# 9 Punkte



## Lars95 (21. Februar 2010)

Hi liebe buffis 
Ich brauche nur noch 9 Skillpunkte für Schneiderei auf 450 aber nix erhöt meinen skill das einzige was ich nehmen kann sind die zauber- schwarztuch und mondtuch sachen und da sind die mats zu teuer oder zu lästig zu farmen hat wer vorschläge wie ich mein problem lösen kann danke im voraus


----------



## Dark_Lady (21. Februar 2010)

warten auf eventuelle neue rezepte bei Cataclysm - oder eben doch die mats farmen...

oooder - deinen Skill im Handelschannel anbieten - in der regel bringen die Kunden die Materialien mit...


----------



## Lars95 (21. Februar 2010)

Danke für den tipp ich werds veruschen


----------



## Spliffmaster (23. Februar 2010)

Da bin ich froh dass ich mein Schneidereiskill zu Anfang WotLk schon auf 450 geboxt habe ^^
Immer alles im /2 anbieten und irgendwann melden sich schon die Leute....so war es vor 1 Jahr! 
Denn die Schneidersachen sind auf t7 Niveau....und heute bekommt man t9 hinterher geworfen

Denke da musst du wohl in den sauren Apfel beißen und mit zaubertuch etc selbst vollskillen 


			Dieser Inhalt steht nur eingeloggten Mitgliedern zur Verfügung.


----------



## Lars95 (25. Februar 2010)

Danke auch für diesen tipp hast wohl recht ich werd dann mal zaubertuch herstellen und kaufen


----------



## Leonyja (9. März 2010)

bin grad nicht mehr sicher, aber kommst du mit "eisige Tasche" nicht hoch? Die kannst du auch im AH verkaufen (Eredar so um die 40 Gold)
Kanns grad nicht prüfen, die Datenbank ist down.


----------



## clone1 (14. März 2010)

ich weiß sie ist grün, doch meiner meinung nach, ist es mittlerweile am günstigsten mit den 20er taschen zu skillen

ich hab es auch so getan, jenach realm und wochentag schwanken die preise zwischen 20-50g, zum teil kann man die taschen gewinnbringend unter die leute bringen.
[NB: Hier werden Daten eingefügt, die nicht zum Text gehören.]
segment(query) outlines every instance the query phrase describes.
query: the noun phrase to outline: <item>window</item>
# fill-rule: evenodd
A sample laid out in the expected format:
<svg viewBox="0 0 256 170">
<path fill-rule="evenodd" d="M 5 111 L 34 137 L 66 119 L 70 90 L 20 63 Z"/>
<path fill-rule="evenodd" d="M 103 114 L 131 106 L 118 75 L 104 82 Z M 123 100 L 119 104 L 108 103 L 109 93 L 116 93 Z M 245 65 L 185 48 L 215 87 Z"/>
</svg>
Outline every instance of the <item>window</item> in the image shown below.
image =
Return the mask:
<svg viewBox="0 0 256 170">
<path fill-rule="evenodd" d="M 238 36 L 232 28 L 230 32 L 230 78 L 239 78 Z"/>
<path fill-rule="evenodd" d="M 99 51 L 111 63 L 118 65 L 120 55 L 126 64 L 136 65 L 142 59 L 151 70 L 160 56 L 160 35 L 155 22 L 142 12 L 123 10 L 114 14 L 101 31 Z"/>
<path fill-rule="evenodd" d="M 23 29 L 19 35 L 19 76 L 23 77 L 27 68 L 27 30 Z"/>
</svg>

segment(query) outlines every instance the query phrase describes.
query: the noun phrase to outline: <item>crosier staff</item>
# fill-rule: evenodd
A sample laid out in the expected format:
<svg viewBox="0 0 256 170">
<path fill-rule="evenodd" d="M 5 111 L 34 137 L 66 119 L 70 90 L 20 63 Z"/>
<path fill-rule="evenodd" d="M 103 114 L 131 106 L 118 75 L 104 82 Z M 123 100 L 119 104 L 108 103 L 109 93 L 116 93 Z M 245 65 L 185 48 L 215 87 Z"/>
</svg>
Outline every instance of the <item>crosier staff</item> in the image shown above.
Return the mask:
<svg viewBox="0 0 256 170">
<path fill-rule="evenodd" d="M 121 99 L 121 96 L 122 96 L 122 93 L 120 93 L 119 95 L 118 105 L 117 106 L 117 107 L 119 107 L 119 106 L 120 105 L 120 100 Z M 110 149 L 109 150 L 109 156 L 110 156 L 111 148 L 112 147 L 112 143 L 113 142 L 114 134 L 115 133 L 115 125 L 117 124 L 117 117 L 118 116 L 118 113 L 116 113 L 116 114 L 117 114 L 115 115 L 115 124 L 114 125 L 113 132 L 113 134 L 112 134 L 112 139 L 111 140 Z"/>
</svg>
Ansonsten einfach die twinks oder gilde oder andere freunde damit ausstatten.

auf jedenfall günstiger als die epic T7 sachen herzustellen die heute kaum noch jemand haben will und wenn dann zu einem preis, der unter dem herstellungspreis

Gruß


----------



## Logeras (15. März 2010)

Jupp mit den Frosttaschen(20 Plätze) kann man auf 450 skillen.  Brauchst zwar eine Menge Froststoff , aber die Taschen kann man gut verkaufen im AH. Kannst dir aber auch von deinen Gildenkollegen Stoff schicken lassen und Taschen herstellen.So hab ich es gemacht.


----------



## Leonyja (9. April 2010)

Logeras schrieb:


> Jupp mit den Frosttaschen(20 Plätze) kann man auf 450 skillen.  Brauchst zwar eine Menge Froststoff , aber die Taschen kann man gut verkaufen im AH. Kannst dir aber auch von deinen Gildenkollegen Stoff schicken lassen und Taschen herstellen.So hab ich es gemacht.
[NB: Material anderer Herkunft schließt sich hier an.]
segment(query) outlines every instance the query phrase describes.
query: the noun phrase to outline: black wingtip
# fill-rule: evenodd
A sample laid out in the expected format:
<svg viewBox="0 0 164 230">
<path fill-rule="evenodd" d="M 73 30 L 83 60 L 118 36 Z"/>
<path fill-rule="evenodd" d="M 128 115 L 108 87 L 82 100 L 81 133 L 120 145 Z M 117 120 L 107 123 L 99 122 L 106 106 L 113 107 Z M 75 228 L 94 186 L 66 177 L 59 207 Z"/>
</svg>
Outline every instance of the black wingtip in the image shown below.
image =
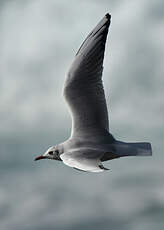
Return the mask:
<svg viewBox="0 0 164 230">
<path fill-rule="evenodd" d="M 105 14 L 105 17 L 110 20 L 111 19 L 111 15 L 109 13 Z"/>
</svg>

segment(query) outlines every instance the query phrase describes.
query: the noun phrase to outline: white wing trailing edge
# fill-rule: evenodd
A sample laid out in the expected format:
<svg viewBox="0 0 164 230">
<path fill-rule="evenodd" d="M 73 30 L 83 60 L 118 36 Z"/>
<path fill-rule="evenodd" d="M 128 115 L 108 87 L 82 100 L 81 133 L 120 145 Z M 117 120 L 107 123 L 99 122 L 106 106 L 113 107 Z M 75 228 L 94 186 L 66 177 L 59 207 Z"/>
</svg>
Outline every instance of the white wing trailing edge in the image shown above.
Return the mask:
<svg viewBox="0 0 164 230">
<path fill-rule="evenodd" d="M 72 114 L 72 136 L 109 135 L 102 71 L 110 19 L 106 14 L 87 36 L 65 81 L 64 96 Z"/>
</svg>

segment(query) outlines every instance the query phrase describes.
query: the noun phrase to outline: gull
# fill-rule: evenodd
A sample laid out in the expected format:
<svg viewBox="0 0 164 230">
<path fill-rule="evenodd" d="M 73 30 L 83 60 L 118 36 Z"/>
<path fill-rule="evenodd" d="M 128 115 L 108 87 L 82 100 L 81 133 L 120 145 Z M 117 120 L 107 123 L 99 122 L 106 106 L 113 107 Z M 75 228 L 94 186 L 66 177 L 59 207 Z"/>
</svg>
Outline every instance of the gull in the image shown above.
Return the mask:
<svg viewBox="0 0 164 230">
<path fill-rule="evenodd" d="M 80 171 L 103 172 L 108 170 L 103 161 L 152 155 L 150 143 L 118 141 L 109 131 L 102 72 L 110 22 L 107 13 L 80 46 L 67 74 L 63 94 L 72 117 L 70 138 L 50 147 L 36 161 L 58 160 Z"/>
</svg>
Ja - der beste und günstigste Weg.


----------



## Gerti (13. April 2010)

Logeras schrieb:


> Jupp mit den Frosttaschen(20 Plätze) kann man auf 450 skillen. Brauchst zwar eine Menge Froststoff , aber die Taschen kann man gut verkaufen im AH. Kannst dir aber auch von deinen Gildenkollegen Stoff schicken lassen und Taschen herstellen.So hab ich es gemacht.



Nur zu empfehlen, ist da aber jetzt nicht der 7 Tage CD drauf?


----------



## madmurdock (12. Juni 2010)

Dark_Lady schrieb:


> warten auf eventuelle neue rezepte bei Cataclysm - oder eben doch die mats farmen...
> 
> oooder - deinen Skill im Handelschannel anbieten - in der regel bringen die Kunden die Materialien mit...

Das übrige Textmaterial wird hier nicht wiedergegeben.